These ideas surrounding belief, fear, and the weird pleasure of the unknown are fascinating to me as a poet interested in the Gothic and the uncanny. Maybe an intimacy with the uncanny, with a feeling of discomfort as well as surprise and delight, is what I’m after in my own poems these days—and sometimes in life.
I was recently visiting my family in rural upstate South Carolina, where I grew up. It is very quiet out there. I was sitting on the porch late one evening, looking out at the fields lit by an unusually bright moon, fog settling around the barn and in the ditches, fireflies going off like tiny flashbulbs ever so often.
Then I hear a barking. It sounded off, or wrong somehow—hoarse, half-panicked, not quite dog, but not high and eerie like a coyote. It sounded close. I grabbed and flashlight and walked toward the barn, slowly, light off. I stood as still as I could in the deeper shadow of the building, out of the moonlight. The barking stopped. I shone my light into the field, through the fog. There was nothing there but fog, rolling around me like cotton in a jewelry case, stalks of tall grass and apples trees poking out of it. Literal crickets. There was nothing out there, of course—well, something was. I was smiling. My smile was there now.
 Cryptids also include lesser-known creatures, such as Batsquatch, Sheepsquatch (which are exactly what they sound like), Ogo Pogo (a lake monster), and Momo, the “Missouri Monster.” Americans and Canadians seem to particularly enjoy vowel-heavy and rhyming monster names, apparently.
 Yes, this is a thing. See Linda Godfrey’s book Real Wolfmen: True Encounters in Modern America, for all about what she describes as the “upright canid ” phenomenon. Contrary to what you might think, she does not think that these creatures are necessarily werewolves. Some of them are possibly trans-dimensional Anubis-like figures that enjoy watching people while they sleep, she argues. Yes, really. You can’t make these things up.

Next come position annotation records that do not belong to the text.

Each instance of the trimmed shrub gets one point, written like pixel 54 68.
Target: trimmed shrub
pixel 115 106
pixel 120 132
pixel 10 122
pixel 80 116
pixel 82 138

 See historian W. Scott Poole’s study Monsters in America, outlining how monster literature and lore has channeled, reflected, and obfuscated America’s nuclear anxieties, racial injustices, and other societal issues.
 I’ve been writing a lot of poems recently from the perspective of monstrous and marginal entities, trying to inhabit the minds of ghosts, witches, and monsters of all kinds. The speakers of the poems hover between worlds, as women have long been asked to do—the worlds of the visible and the invisible, the domestic and the supernatural, life and death, desire and pain.
 The moon was not full. Real life, apparently, will only get so close to clichés.